Eu percebia que, quando os beatos e as beatas entravam, eles eram como descrevi, mas quando deixavam a igreja, saíam com uma dimensão de ­alma muito maior. Certos reservatórios interiores de resignação, de sublimidade, de elevação de espírito, estavam reabastecidos até o dia seguinte.

O Sagrado Coração de Jesus os tinha dessedentado, a rogos de Nossa Senhora Auxiliadora, e eles saíam super-saciados; e se desfaziam na bruma ainda violácea do dia que estava se pondo.

A alta classe rural tradicional de São Paulo

E o menino curioso ia sozinho para casa fazendo reflexões… Eu andava três ou quatro quarteirões e chegava a minha casa, onde encontrava um outro mundo, que não o da pequena burguesia do Largo do Coração de Jesus.

Aos domingos, na Missa das onze horas, o aspecto do público da igreja era inteiramente diferente. As pessoas que, mais ou menos, representavam uma aristocracia local em São Paulo frequentavam essa Missa.

Viam-se chegar os bonitos automóveis, as senhoras de idade madura em bonitas toilettes, muitos dos homens ainda usando fraque e cartola por homenagem a Deus, Senhor de todas as coisas, a Quem eles iam visitar.

Quando eu era bem pequeno, meu pai com frequência ia de fraque à Igreja do Coração de Jesus. Ele dizia que em Pernambuco chamavam o fraque “a roupa de ver a Deus”.

Era um mundo em que aparecia muito do antigo donaire, algo de corte dessa espécie de aristocracia constituída pela alta classe rural tradicional de São Paulo.

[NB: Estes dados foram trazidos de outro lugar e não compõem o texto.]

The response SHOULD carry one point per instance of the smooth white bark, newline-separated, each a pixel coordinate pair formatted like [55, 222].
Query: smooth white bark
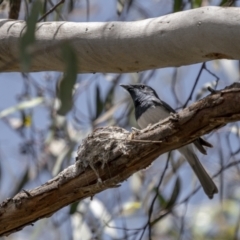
[177, 39]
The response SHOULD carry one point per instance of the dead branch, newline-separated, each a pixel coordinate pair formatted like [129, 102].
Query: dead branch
[124, 153]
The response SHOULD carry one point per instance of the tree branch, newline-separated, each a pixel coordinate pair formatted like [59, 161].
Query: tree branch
[124, 153]
[177, 39]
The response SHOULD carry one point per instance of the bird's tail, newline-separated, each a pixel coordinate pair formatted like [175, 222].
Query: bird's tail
[207, 183]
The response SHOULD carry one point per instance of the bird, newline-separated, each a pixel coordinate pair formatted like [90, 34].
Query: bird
[150, 109]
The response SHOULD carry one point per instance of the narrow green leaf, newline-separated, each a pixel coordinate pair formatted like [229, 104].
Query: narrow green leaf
[99, 104]
[28, 38]
[22, 182]
[175, 193]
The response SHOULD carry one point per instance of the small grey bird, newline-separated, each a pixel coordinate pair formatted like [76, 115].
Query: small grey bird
[150, 109]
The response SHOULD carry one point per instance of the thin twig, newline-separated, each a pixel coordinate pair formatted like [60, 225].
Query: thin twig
[51, 10]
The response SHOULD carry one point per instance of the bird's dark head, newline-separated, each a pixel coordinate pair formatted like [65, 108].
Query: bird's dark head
[140, 92]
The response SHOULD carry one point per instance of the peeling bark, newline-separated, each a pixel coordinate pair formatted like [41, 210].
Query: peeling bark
[124, 153]
[177, 39]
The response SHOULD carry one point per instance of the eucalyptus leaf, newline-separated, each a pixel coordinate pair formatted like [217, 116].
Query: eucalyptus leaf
[28, 38]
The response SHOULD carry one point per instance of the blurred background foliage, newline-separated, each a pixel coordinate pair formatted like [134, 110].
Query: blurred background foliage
[44, 116]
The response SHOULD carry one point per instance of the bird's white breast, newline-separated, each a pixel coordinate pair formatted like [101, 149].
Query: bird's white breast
[152, 116]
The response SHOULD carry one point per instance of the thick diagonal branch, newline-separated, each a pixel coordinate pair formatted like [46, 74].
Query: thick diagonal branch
[113, 154]
[182, 38]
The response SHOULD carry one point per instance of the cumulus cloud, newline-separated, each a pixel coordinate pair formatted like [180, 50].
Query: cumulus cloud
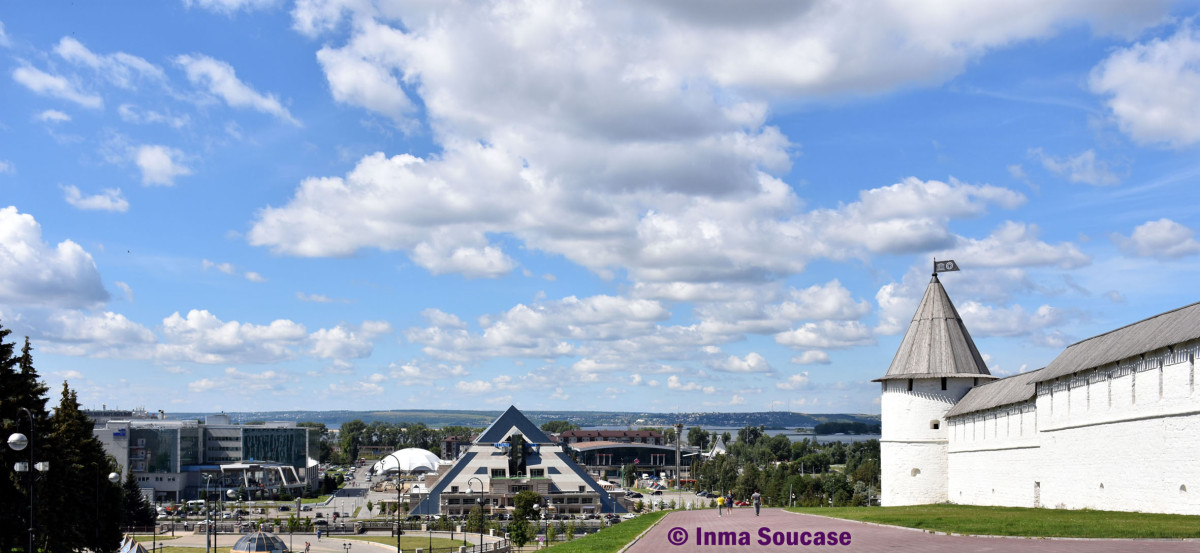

Havia uma rua limítrofe que marcava o começo do mundo da antiga aristocracia rural: um mundo europeizado, aberto às ideias novas, com bastante dinheiro, e até luxo, com preocupações de progresso para si mesmo, de conforto, etc.; e com toda a agitação política, mundana, cultural, toda a alegria, todo o tom “hollywoodiano” que caracterizava aquele tempo.

Antipatia pelo jazz e amor ao órgão

O jazz era o grande escândalo sonoro de então. É preciso dizer que antipatizei com o jazz desde o primeiro momento em que o ouvi, assim como amei o órgão desde que tomei consciência de sua existência.

Meu ambiente doméstico era um misto de órgão e de jazz. A tradição, que inegavelmente havia, tocava o órgão. Mas assim como as badaladas desciam no Largo Coração de Jesus, também as cacofonias do jazz cobriam o mundo e entravam também na residência da Rua Barão de Limeira, 77, onde havia espíritos “aggiornati”(3) segundo o jazz, e outros ajustados à tradição, entre os quais Dona Lucilia e eu.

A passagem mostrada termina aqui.